|M.Sc Student||Romm Aviv|
|Subject||Dynamic Aeroelastic Simulation of the Deployment Process of|
a Wing with Variable Sweep Angle
|Department||Department of Aerospace Engineering||Supervisor||Professor Emeritus Mordechay Karpel|
A wing deployment process is investigated by a time marching simulation which solves the dynamic aeroelastic equation of motion in modal coordinates. The simulation is based on combined frequency- and time-domain formulations that take into account the changing external excitation, structural and aerodynamic effects during the deployment process. Each time step involves varying structural modal coupling, unsteady aerodynamic force coefficients and loads using a previously acquired database.
The analyzed configuration is a cylindrical body with a pair of planar wings and four tail fins in a cruciform orientation. The wings are able to change their sweep angle by rotation around an axis located in the root of each wing. The wings are connected to the body model by a modal coupling technique that uses fictitious masses in the interface degrees of freedom. Modal coupling with one set of separate wing and body modes yields very accurate combined wing-body low frequency modes at any wing sweep angle. Unsteady aerodynamic force coefficients are generated for various sweep angles in the frequency domain using the commercially available Zaero software.

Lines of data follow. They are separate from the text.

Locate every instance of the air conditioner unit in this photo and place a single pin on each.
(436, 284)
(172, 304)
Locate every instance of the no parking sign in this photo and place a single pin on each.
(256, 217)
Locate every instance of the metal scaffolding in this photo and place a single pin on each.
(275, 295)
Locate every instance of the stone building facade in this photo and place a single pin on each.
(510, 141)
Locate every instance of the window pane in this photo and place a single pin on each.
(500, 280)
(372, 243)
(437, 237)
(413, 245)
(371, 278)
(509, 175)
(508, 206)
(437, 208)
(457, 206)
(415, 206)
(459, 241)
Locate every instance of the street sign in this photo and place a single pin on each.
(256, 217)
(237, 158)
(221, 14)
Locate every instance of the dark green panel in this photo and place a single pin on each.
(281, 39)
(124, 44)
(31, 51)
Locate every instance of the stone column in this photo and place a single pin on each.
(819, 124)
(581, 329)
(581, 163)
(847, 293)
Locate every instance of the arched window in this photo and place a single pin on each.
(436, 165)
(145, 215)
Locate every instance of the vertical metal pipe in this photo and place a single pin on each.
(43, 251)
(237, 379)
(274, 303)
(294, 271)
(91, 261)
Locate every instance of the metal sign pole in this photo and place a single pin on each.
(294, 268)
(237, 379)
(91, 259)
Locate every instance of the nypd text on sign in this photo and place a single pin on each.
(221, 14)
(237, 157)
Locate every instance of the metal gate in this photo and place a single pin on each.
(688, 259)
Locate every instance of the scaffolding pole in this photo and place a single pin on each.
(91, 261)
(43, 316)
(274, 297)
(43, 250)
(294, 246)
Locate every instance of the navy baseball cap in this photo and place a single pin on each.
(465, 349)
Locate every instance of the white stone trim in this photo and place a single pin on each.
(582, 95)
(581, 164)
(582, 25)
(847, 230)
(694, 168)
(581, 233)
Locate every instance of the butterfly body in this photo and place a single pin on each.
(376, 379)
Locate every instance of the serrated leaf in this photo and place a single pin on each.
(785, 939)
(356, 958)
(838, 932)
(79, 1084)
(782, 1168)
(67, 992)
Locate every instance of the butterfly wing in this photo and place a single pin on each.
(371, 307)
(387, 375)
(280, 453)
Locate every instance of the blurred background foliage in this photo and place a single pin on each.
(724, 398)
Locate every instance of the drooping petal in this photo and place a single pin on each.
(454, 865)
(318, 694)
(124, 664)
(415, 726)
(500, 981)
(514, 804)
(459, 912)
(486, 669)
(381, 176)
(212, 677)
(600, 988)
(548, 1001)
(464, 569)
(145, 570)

The simulation is based on the recently developed Increased Order Modeling approach. A gust response simulation is calculated in four steps. First, the linear equations are formulated and solved in the frequency domain with a constant sweep angle for best computing efficiency and accuracy. These equations provide the baseline response of the system. In the second stage the solution is transformed to time domain by inverse fast Fourier transform. Input-output frequency response functions are also transformed at this stage to yield unit impulse responses .The third stage of the simulation is the addition of feedback loops. These effects are added in a time-marching process that modifies the linear solution using convolution integrals performed with the modal coupling effects. The final stage is updating the linear solution in the frequency domain to include the morphing effects. The simulation is executed by the Dynresp code which serves as a framework for industrial applications and research in nonlinear structural dynamics. Wing loads during the deployment process are obtained using the Mode Displacement Method in a way that accounts for the varying modal coupling effects.